Did you get a sign wrong when calculating $dB/dt$?

 

[TSny]

Also note that the angle given is the angle measured relative to the plane of the loop.

 

[abstrakt!]

So it is correct to factor those out as constants and take the derivative of the magnetic field B? I think I made a typo when entering in latex but I will check my paper to see if I made the same error when I did it by hand. I will try this and see what I get. Thank you very much for such a quick reply!

 

[abstrakt!]

Also note that the angle given is the angle measured relative to the plane of the loop.

Are you saying I need to find the angle measured relative to the plane of the loop as in 90-65 = 25?

 

[abstrakt!]

As you noted, the area $A$ and the angle $\Theta$ are constants. So, you can treat $A\cos \Theta$ as a constant.

Did you get a sign wrong when calculating $dB/dt$?

I see what you mean. Yes I typed it incorrectly. $$\frac{dB}{dt} = (2.5t - .500)$$ I had typed a + sign.

 

[TSny]

Are you saying I need to find the angle measured relative to the plane of the loop as in 90-65 = 25?

The angle measured relative to the plane is given to be 65^o. You should think about whether or not you should use 65^o for $\Theta$ in your flux formula.

 

[abstrakt!]

The angle measured relative to the plane is given to be 65^o. You should think about whether or not you should use 65^o for $\Theta$ in your flux formula.

Thank you! I will reference my notes and textbook and ponder about this a bit. I considered whether that was the appropriate angle to use but I suppose I haven't thought about it enough. I will report back after I redo this problem with the new information you have provided. Thank so much!

 

[TSny]

OK. See if it works out.

 

[abstrakt!]

I am pretty sure I did this correctly (I got the correct answer at least). I just want to ensure that my process was correct.

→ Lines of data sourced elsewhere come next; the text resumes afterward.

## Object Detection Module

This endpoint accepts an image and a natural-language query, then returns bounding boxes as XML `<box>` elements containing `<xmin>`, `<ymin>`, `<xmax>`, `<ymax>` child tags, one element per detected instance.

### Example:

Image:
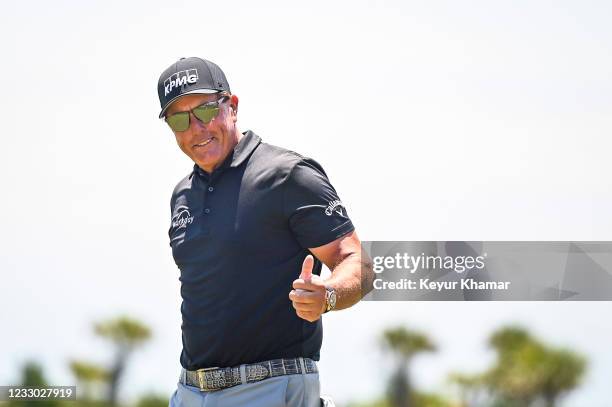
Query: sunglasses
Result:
<box><xmin>166</xmin><ymin>95</ymin><xmax>229</xmax><ymax>131</ymax></box>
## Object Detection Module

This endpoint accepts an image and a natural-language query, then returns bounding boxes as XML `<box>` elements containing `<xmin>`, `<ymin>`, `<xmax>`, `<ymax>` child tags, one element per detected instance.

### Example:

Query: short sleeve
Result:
<box><xmin>283</xmin><ymin>158</ymin><xmax>355</xmax><ymax>248</ymax></box>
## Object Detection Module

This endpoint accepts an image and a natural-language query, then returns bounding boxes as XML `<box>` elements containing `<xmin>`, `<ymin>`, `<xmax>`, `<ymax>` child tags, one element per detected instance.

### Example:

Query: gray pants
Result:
<box><xmin>169</xmin><ymin>373</ymin><xmax>321</xmax><ymax>407</ymax></box>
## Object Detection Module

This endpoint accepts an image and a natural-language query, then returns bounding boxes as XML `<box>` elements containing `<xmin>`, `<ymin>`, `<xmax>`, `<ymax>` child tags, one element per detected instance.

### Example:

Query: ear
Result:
<box><xmin>230</xmin><ymin>95</ymin><xmax>238</xmax><ymax>122</ymax></box>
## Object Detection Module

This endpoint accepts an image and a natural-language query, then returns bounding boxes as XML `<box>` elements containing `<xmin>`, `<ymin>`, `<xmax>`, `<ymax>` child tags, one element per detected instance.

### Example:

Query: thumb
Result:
<box><xmin>300</xmin><ymin>254</ymin><xmax>314</xmax><ymax>282</ymax></box>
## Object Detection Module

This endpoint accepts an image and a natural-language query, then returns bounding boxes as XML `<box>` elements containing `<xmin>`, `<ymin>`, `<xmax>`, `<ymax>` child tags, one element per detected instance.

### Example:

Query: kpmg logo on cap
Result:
<box><xmin>164</xmin><ymin>69</ymin><xmax>198</xmax><ymax>96</ymax></box>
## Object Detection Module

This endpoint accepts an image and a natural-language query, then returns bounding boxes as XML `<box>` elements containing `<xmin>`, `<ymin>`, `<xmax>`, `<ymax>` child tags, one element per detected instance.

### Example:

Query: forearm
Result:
<box><xmin>324</xmin><ymin>251</ymin><xmax>374</xmax><ymax>310</ymax></box>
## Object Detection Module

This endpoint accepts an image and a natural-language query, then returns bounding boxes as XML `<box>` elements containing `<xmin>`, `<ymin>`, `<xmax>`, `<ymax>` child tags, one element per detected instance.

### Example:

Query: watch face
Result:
<box><xmin>327</xmin><ymin>288</ymin><xmax>336</xmax><ymax>311</ymax></box>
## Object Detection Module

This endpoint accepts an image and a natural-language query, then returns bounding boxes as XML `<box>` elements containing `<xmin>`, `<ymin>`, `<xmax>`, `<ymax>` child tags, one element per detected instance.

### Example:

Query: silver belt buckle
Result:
<box><xmin>196</xmin><ymin>367</ymin><xmax>221</xmax><ymax>391</ymax></box>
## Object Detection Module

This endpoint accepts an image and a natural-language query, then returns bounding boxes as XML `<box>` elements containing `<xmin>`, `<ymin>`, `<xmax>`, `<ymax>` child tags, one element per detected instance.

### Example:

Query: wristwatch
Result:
<box><xmin>324</xmin><ymin>287</ymin><xmax>336</xmax><ymax>313</ymax></box>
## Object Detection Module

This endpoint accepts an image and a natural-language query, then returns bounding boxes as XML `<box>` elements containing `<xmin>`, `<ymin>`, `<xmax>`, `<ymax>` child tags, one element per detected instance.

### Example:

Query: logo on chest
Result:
<box><xmin>325</xmin><ymin>200</ymin><xmax>345</xmax><ymax>216</ymax></box>
<box><xmin>172</xmin><ymin>207</ymin><xmax>193</xmax><ymax>229</ymax></box>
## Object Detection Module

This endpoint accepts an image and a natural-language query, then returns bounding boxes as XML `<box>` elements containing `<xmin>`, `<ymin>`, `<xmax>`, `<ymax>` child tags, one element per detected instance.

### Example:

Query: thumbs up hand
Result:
<box><xmin>289</xmin><ymin>254</ymin><xmax>326</xmax><ymax>322</ymax></box>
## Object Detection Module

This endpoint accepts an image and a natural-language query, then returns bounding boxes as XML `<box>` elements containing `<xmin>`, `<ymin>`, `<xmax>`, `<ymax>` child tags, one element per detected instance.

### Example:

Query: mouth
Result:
<box><xmin>193</xmin><ymin>137</ymin><xmax>215</xmax><ymax>148</ymax></box>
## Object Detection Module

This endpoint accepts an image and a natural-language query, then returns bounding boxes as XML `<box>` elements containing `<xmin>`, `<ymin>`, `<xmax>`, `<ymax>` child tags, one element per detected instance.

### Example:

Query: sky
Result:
<box><xmin>0</xmin><ymin>0</ymin><xmax>612</xmax><ymax>407</ymax></box>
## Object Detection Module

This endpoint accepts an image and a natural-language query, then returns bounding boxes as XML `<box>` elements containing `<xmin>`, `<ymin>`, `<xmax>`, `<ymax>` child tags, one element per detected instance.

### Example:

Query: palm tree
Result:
<box><xmin>382</xmin><ymin>327</ymin><xmax>435</xmax><ymax>407</ymax></box>
<box><xmin>95</xmin><ymin>317</ymin><xmax>151</xmax><ymax>406</ymax></box>
<box><xmin>486</xmin><ymin>327</ymin><xmax>586</xmax><ymax>407</ymax></box>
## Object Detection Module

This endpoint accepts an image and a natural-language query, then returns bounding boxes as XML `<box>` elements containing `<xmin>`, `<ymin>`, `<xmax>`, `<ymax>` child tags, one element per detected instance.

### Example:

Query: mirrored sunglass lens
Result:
<box><xmin>166</xmin><ymin>112</ymin><xmax>189</xmax><ymax>131</ymax></box>
<box><xmin>193</xmin><ymin>106</ymin><xmax>219</xmax><ymax>123</ymax></box>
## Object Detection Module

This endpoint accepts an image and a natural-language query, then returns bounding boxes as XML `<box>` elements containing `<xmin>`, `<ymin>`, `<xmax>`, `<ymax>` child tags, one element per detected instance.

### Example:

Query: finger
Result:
<box><xmin>297</xmin><ymin>311</ymin><xmax>319</xmax><ymax>322</ymax></box>
<box><xmin>300</xmin><ymin>254</ymin><xmax>314</xmax><ymax>281</ymax></box>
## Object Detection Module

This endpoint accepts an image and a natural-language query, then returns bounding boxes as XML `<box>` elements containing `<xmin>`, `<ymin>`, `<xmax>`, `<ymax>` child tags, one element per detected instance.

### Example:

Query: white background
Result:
<box><xmin>0</xmin><ymin>1</ymin><xmax>612</xmax><ymax>407</ymax></box>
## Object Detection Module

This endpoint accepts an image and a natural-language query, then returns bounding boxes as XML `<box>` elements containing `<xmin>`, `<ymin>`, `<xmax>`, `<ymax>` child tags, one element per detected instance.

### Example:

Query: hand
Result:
<box><xmin>289</xmin><ymin>254</ymin><xmax>326</xmax><ymax>322</ymax></box>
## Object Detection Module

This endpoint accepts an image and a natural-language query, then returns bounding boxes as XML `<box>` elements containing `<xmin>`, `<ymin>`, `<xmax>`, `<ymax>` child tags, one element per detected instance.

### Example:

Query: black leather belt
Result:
<box><xmin>180</xmin><ymin>358</ymin><xmax>319</xmax><ymax>391</ymax></box>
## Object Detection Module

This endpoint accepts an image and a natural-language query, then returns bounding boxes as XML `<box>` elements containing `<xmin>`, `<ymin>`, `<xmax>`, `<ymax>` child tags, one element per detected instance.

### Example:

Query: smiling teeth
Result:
<box><xmin>196</xmin><ymin>137</ymin><xmax>213</xmax><ymax>147</ymax></box>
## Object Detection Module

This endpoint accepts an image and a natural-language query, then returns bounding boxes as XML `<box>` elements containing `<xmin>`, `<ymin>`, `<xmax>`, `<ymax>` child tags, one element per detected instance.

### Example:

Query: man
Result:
<box><xmin>158</xmin><ymin>58</ymin><xmax>372</xmax><ymax>407</ymax></box>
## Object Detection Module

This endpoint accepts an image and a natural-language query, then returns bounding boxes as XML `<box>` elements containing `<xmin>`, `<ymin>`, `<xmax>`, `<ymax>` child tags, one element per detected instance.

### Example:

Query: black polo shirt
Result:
<box><xmin>168</xmin><ymin>131</ymin><xmax>354</xmax><ymax>370</ymax></box>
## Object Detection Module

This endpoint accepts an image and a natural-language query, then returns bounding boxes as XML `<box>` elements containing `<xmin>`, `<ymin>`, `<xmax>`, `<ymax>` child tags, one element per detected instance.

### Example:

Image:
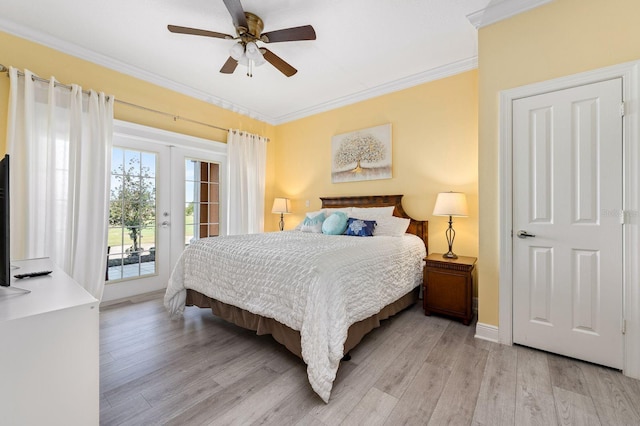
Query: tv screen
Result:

I took the derivative of the magnetic field: dB/dt = (2.5t-.500)T when t = 2.00 and kept the area and the cosine of the angle constant since their rate of change is 0. Then, I measured the angle off of the area vector that is normal to the surface based on the angle between the magnetic field vector and the plane in which the circular loop lies (90-65 = 25).

The final equation is: ξ = (2.5*2-.500)(π(.14)²cos 25°) = .251 or 251 mV

Is this correct?

Thank you for your suggestions, they gave me a better perspective of the problem (assuming I am thinking about this correctly).

b) What is the direction of the current induced in the loop?

Since the inward flux is decreasing, the induced flux will be into the page so the induced current will move clockwise in order to "oppose" the induced flux? I am still fuzzy on this concept.

 

[TSny]

Your work for part (a) looks correct.

For part (b) I don't have access to the figure. I'm guessing that the loop is in the plane of the page and the B field is pointing into the page at 25^o to the normal of the loop. Is that right?

Why do you say the flux is decreasing?